As shown in fig. 9, the electronic apparatus includes: one or more processors 701, a memory 702, and interfaces for connecting the various components, including a high-speed interface and a low-speed interface. The various components are interconnected using different buses and may be mounted on a common motherboard or in other manners as desired. The processor may process instructions for execution within the electronic device, including instructions stored in or on the memory to display graphical information of a GUI on an external input/output apparatus (such as a display device coupled to the interface). In other embodiments, multiple processors and/or multiple buses may be used, along with multiple memories and multiple memories, as desired. Also, multiple electronic devices may be connected, with each device providing portions of the necessary operations (e.g., as a server array, a group of blade servers, or a multi-processor system). In fig. 9, one processor 701 is taken as an example.
The memory 702 is a non-transitory computer readable storage medium as provided herein. The memory stores instructions executable by at least one processor to cause the at least one processor to perform the search processing method provided herein. The non-transitory computer-readable storage medium of the present application stores computer instructions for causing a computer to execute the search processing method provided by the present application.
The memory 702, which is a non-transitory computer-readable storage medium, may be used to store non-transitory software programs, non-transitory computer-executable programs, and modules, such as program instructions/modules corresponding to the search processing method in the embodiment of the present application (for example, the obtaining module 801, the selecting module 802, the labeling module 803, the determining module 804, and the generating module 805 shown in fig. 8 shown in fig. 7). The processor 701 executes various functional applications of the server or the terminal device and data processing, i.e., implements the search processing method in the above-described method embodiments, by running non-transitory software programs, instructions, and modules stored in the memory 702.
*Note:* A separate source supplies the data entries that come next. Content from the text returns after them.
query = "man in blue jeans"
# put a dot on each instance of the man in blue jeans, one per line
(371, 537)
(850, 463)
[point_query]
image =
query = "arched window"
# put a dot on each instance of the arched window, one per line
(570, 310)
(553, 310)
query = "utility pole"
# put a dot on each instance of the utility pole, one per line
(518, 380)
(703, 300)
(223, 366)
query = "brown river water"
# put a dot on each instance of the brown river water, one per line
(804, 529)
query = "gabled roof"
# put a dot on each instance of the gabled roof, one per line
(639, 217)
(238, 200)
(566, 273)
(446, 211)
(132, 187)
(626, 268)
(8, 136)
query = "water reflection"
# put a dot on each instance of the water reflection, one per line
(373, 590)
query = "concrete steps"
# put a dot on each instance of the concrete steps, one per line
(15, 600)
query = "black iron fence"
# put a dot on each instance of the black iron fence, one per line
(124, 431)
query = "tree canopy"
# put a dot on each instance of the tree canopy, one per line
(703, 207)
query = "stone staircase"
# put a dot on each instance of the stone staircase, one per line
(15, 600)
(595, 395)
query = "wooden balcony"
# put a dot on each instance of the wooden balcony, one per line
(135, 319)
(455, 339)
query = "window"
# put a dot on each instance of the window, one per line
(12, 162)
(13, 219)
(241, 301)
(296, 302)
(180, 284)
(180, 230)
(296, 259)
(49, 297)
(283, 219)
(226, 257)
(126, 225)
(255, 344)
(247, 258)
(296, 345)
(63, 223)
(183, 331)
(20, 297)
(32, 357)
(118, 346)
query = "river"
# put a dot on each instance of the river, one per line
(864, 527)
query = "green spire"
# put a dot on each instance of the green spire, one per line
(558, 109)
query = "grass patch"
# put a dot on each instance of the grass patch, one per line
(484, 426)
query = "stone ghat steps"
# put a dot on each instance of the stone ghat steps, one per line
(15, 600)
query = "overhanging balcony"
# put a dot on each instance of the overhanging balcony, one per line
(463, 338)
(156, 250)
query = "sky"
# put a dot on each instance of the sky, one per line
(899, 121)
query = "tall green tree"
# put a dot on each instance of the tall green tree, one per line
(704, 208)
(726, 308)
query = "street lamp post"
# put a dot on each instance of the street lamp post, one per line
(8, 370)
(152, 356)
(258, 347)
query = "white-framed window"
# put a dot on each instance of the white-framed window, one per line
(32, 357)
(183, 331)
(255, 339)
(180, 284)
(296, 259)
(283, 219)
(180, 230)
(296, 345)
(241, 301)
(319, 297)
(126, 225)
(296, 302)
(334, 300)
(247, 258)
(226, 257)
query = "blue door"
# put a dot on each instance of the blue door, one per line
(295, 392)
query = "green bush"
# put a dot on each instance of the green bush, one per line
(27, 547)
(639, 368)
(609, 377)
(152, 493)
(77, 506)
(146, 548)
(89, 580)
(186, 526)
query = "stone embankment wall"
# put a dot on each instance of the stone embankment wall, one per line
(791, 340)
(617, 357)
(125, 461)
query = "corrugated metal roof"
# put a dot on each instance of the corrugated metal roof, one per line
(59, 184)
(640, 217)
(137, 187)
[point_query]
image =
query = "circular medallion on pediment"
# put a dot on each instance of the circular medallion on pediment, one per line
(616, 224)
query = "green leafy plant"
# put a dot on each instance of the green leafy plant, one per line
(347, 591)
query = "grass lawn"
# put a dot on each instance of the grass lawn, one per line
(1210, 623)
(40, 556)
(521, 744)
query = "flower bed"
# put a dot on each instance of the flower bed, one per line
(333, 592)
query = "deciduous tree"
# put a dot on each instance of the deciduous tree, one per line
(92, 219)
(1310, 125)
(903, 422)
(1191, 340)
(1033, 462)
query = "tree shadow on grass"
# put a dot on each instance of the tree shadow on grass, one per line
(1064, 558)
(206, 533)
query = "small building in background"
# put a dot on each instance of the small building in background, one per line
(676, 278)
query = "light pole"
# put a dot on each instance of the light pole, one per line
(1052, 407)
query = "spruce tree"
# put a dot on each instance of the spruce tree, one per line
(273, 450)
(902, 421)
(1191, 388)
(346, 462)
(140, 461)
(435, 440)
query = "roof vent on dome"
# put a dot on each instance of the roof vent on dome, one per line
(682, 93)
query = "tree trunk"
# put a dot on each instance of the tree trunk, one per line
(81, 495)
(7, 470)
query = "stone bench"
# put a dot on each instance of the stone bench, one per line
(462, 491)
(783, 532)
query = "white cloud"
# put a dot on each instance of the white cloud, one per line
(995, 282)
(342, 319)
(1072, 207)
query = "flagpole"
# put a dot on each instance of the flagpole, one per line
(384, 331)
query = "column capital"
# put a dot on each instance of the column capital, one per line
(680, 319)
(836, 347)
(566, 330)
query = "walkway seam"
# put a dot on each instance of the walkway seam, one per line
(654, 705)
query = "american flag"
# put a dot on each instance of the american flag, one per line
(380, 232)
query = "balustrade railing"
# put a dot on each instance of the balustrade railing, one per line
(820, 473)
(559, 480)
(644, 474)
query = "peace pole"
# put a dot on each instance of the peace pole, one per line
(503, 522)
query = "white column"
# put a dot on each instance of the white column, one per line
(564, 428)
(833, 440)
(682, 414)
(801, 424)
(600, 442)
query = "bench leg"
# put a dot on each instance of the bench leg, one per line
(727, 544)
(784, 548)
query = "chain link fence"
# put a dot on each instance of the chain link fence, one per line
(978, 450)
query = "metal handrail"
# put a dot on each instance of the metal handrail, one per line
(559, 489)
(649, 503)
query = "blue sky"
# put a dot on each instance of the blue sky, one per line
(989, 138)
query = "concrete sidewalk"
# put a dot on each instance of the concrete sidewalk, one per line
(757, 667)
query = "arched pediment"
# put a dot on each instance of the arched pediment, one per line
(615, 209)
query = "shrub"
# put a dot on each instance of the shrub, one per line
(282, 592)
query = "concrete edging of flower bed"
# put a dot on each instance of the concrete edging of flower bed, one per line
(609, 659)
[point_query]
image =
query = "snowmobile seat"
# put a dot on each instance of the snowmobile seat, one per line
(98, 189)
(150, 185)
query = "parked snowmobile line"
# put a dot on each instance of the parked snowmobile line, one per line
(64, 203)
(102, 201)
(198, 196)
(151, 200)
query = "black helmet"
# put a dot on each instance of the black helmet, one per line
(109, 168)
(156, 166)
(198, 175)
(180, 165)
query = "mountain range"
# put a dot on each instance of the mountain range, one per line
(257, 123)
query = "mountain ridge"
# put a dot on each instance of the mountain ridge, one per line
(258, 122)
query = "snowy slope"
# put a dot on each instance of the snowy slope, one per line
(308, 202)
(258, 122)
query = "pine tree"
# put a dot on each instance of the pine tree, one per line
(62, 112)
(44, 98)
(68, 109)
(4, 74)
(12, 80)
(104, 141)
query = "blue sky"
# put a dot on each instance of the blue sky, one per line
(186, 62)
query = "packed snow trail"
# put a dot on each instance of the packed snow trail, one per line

The memory 702 may include a storage program area and a storage data area, wherein the storage program area may store an operating system, an application program required for at least one function; the storage data area may store data created by use of the electronic device, and the like. Further, the memory 702 may include high speed random access memory, and may also include non-transitory memory, such as at least one magnetic disk storage device, flash memory device, or other non-transitory solid state storage device. In some embodiments, the memory 702 may optionally include memory located remotely from the processor 701, which may be connected to the electronic device via a network. Examples of such networks include, but are not limited to, the internet, intranets, local area networks, mobile communication networks, and combinations thereof.
The electronic device may further include: an input device 703 and an output device 704. The processor 701, the memory 702, the input device 703 and the output device 704 may be connected by a bus or other means, and fig. 9 illustrates an example of a connection by a bus.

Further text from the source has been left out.